In response, Acheson contends that “Laufer is abandoning her case to pave the way for Laufer and similar [tester] plaintiffs to resume their campaign of extortionate ADA suits against unwitting small businesses without the hindrance of an adverse ruling from this Court.”19 The Supreme Court initially denied Laufer’s Suggestion of Mootness, but added the question of mootness to be considered at oral argument.20

Though unsuccessful in dismissing this petition, Laufer’s campaign of voluntary dismissals has unexpected results. The Fourth Circuit dismissed the appeal, while leaving their tester-friendly decision in place.21 The Eleventh Circuit not only dismissed the appeal but also vacated their March 2022 decision comprising part of the circuit split on which this petition for certiorari is based.22 The decision to vacate notes that Laufer let her tester-friendly decision (which was moot at the time it was issued due to Arpan LLC’s dissolution) stand for 15 months before informing the Court that it was moot, on the same day that she filed the Suggestion of Mootness with the Supreme Court. 

Notably, those 15 months encompass the First Circuit’s tester-friendly decision and the entire pendency of Acheson’s petition for certiorari. Without the Eleventh Circuit’s decision, the First Circuit would have been the first to issue a tester-friendly decision.
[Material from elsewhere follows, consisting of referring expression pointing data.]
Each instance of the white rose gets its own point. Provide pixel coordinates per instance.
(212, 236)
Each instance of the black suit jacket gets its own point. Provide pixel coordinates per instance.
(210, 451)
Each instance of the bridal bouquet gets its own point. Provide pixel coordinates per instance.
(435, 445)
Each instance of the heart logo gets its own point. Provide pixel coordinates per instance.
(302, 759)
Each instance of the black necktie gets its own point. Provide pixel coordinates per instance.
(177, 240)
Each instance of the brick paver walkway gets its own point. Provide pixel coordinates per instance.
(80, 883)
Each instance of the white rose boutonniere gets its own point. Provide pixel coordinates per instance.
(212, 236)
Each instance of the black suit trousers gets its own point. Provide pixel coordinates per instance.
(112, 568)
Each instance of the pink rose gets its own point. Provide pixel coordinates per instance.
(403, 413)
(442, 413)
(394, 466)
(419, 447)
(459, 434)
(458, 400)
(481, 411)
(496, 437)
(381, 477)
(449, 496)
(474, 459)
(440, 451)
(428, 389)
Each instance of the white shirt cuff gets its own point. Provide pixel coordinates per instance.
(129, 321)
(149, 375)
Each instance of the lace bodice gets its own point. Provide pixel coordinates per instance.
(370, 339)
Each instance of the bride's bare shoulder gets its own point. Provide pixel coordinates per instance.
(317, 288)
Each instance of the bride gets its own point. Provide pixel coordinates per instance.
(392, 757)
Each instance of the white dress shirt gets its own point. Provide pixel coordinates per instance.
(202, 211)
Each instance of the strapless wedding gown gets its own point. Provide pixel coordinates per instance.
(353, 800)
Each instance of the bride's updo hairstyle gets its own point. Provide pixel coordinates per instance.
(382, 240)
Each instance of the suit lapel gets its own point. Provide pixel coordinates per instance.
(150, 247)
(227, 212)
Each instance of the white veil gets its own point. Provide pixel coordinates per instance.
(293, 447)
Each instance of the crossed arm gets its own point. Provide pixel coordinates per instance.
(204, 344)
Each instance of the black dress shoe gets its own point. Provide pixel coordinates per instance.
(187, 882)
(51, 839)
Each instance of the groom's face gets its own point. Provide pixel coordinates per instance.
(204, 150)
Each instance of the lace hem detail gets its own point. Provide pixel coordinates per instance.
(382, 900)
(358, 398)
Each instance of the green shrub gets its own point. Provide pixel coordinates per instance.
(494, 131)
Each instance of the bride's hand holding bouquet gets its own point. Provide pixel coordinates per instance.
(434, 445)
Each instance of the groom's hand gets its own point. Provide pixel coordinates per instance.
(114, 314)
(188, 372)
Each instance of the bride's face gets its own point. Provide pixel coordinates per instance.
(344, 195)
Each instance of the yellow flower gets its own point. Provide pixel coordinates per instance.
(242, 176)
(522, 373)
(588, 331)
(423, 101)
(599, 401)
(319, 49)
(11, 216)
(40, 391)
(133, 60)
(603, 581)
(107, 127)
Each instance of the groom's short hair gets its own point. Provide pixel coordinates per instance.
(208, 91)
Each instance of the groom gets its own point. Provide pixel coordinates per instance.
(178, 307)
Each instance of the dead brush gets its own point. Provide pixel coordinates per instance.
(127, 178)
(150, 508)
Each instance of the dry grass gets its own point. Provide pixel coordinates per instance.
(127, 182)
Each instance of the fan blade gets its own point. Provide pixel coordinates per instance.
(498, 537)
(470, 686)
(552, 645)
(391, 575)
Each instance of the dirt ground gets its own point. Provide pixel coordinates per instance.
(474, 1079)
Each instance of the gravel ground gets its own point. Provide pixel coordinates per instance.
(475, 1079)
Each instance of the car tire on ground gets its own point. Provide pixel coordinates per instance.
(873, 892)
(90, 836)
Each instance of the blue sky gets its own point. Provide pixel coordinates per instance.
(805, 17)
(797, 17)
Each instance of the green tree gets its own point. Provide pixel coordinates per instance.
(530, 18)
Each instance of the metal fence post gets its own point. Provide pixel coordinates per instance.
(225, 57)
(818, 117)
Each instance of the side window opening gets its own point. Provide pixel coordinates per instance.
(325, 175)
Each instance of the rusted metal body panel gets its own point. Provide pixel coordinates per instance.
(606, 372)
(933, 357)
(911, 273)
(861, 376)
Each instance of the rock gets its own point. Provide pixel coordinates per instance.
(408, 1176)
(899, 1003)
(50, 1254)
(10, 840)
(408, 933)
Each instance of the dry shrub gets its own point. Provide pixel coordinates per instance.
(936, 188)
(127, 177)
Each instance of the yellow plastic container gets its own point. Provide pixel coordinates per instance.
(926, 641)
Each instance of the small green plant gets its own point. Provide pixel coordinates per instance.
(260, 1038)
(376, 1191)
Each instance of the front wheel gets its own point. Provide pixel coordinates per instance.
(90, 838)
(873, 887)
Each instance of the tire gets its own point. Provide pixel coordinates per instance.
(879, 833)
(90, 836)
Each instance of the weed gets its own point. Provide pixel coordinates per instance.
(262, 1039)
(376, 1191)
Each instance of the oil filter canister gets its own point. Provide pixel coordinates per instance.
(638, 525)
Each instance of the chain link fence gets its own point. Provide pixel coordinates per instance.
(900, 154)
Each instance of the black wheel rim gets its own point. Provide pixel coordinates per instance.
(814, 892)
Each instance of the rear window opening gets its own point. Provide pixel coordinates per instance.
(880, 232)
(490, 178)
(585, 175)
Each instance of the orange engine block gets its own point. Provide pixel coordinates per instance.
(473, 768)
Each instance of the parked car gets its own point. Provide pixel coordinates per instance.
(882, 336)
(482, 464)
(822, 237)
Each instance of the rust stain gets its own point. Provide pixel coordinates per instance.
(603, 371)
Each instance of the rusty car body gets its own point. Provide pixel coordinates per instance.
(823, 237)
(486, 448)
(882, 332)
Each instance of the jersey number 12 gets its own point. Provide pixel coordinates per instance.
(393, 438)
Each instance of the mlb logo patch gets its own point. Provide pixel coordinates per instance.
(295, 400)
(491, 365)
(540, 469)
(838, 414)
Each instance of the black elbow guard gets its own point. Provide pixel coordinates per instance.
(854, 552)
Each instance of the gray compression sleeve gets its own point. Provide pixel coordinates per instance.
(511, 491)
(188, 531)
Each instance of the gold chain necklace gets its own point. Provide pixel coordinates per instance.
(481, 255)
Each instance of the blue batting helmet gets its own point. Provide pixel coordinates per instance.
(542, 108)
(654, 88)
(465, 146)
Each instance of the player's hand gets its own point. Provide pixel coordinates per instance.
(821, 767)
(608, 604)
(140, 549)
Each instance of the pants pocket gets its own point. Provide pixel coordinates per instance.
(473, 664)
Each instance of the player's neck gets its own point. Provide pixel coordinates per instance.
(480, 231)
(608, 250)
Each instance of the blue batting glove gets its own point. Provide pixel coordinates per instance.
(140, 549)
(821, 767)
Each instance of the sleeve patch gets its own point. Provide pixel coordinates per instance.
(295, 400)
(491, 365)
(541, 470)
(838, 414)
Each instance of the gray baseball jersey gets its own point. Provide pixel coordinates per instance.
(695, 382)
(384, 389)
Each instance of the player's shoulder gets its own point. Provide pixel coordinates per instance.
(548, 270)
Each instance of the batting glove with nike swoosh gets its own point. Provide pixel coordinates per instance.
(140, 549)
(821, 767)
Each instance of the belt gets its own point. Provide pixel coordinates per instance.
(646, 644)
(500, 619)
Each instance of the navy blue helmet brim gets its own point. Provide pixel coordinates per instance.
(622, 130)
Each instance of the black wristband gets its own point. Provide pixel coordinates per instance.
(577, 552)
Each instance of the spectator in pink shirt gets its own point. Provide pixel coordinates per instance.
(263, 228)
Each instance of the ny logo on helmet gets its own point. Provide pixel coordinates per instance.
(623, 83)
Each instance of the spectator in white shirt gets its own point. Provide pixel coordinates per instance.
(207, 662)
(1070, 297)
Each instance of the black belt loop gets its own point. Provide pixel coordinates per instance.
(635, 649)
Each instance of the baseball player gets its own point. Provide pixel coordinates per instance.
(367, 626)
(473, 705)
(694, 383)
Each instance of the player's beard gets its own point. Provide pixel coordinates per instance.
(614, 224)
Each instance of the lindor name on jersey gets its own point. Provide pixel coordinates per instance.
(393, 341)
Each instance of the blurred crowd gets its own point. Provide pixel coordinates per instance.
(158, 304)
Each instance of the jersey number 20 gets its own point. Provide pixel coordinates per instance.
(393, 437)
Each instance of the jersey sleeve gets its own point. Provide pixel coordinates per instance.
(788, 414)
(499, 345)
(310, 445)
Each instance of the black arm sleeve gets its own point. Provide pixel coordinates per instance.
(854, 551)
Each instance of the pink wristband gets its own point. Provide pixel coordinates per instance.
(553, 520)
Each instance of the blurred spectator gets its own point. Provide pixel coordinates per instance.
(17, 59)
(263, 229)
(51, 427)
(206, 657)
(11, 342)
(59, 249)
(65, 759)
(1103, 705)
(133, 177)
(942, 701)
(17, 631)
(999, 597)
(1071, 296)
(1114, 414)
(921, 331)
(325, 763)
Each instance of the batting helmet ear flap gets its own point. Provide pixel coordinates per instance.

Even if the First Circuit had issued the first tester-friendly decision, nonetheless, the circuit split would have remained 1–3 adverse to tester plaintiffs, until the Fourth Circuit’s decision on February 15, 2023 – barely a month before the petition for certiorari was granted. Because the Eleventh Circuit’s decision was vacated after all amici briefs were submitted, any effects have been addressed only briefly in a single exchange by the parties.23

Conclusion 

In the past three months, this case has evolved due to the developments in related proceedings. The issue of mootness has been added to the question presented; the balance of the circuit court split would have been markedly different without the Eleventh Circuit’s vacated decision; and the details of Laufer’s abusive litigation scheme were made public in the disciplinary proceedings against Gillespie, all of which are topics that may be addressed at the October 4, 2023, oral argument before the Supreme Court.

Despite the submission of the Suggestion of Mootness, the Supreme Court is proceeding with oral argument on October 4, 2023. The extent to which the Court decides to opine on tester standing remains to be seen, and it is uncertain as to how far the Court may be willing to apply its decision if one is issued. While the Laufer v. Acheson case was focused on a challenge to a place of public accommodation’s failure to provide disability accessibility information on its website pursuant to the ADA Reservation Rule, it is unknown whether the ruling will impact the ever-increasing number of web accessibility cases filed each week for violations of general web accessibility.

With AAAtraq, WebAim and other web accessibility reference sources reporting that upward of 95 percent of all websites are noncompliant with the ADA, the volume of litigation that could arise if tester plaintiffs were permitted to file suit absent an intent to use or access the services or products offered is staggering. While UsableNet.com reports 448 such suits filed in August 2023, the potential for court-clogging filings is real.